Floating Rate Notes Aren’t Perfect

In 2022, carnage is abound in the fixed income market. So bad are things in the bond market, that some of the strategies that should be working in this environment are only “working” to the extent that they are performing less poorly than peers and aggregate bond funds.

Take the cases of floating rate notes (FRNs) and Treasury Inflation Protected Securities (TIPS). The Bloomberg Barclays U.S. Treasury Inflation Protected Securities (TIPS) Index is off a staggering 9.3% year-to-date despite inflation remaining high.

The Bloomberg Barclays US Floating Rate Note < 5 Years Index is lower by just half a percent and in both cases, those benchmarks are beating the Bloomberg US Aggregate Bond Index, which is lower by 10%, as of May 10.

All of that is to state the obvious: Things are treacherous in the bond market this year, but there are some credible alternatives out there to FRNs and TIPS, particularly for risk-tolerant investors.

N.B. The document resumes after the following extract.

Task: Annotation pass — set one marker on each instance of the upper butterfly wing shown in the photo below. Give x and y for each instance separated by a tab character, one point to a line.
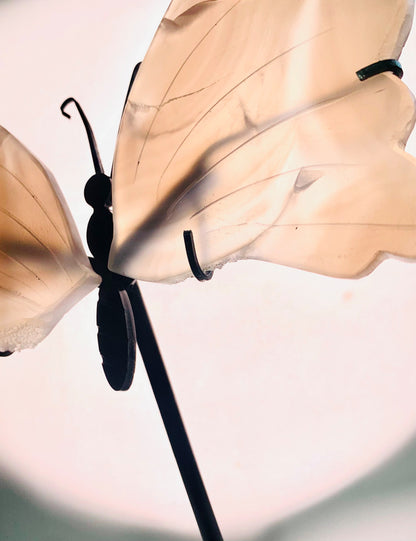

Rate-Hedged ETFs Have Some Appeal

First, a disclaimer. Rate-hedged bonds ETFs, including the ProShares High Yield—Interest Rate Hedged ETF (HYHG) and the ProShares Investment Grade-Interest Rate Hedged (CBOE:IGHG) aren’t perfect and that much is confirmed by their year-to-date performances.

That said, products like these could be interesting considerations in this climate because they offer bigger yields than FRNs and TIPS and erosion in the corporate bond market this year seems to imply default levels that aren’t likely to come to pass. Additionally, rate-hedged strategies offer arguably under-appreciated benefits relative to FRNs.

“From an investor perspective, a debt instrument that pays out increasingly higher coupons as rates rise sounds almost idyllic,” writes Daniel Bush, ProShares senior investment strategy analyst. “However, floating rate debt can burden companies—especially lower-rated companies—with greater than expected debt service payments. Those higher debt payments could mean greater credit risk for investors.”

History confirms that corporate bonds often top Treasuries as rates rise because contracting credit spreads augment some of the risk incurred by way of soaring government bond yields. Underscoring the utility of IGHG in particular, is the fact that many traditional investment-grade corporate bond funds carry longer duration, meaning they too are vulnerable to rising rates.

An advantage of HYHG relative to bank loan funds – another popular rising rates strategy -- is that the ProShares ETF doesn't feature callable bonds – an important point for advisors to consider because callable bonds can have limited upside potential.

All About Keeping Duration

It’s not a revelation that keeping duration short this year is the best way to limit fixed income. Fortunately, that’s the primary aim of rate-hedged strategies.

“Short-duration strategies could be the right play, with minutes from the Fed’s March meeting indicating that the FOMC is likely to start shrinking its balance sheet quickly. This could put additional upward pressure on rates,” concludes Bush.

Something else to consider: If the April reading of the Consumer Price Index is higher than expected, that could compel the Fed to become more aggressive with its pace of rate hikes, potentially boosting the allure of rate-hedged ETFs.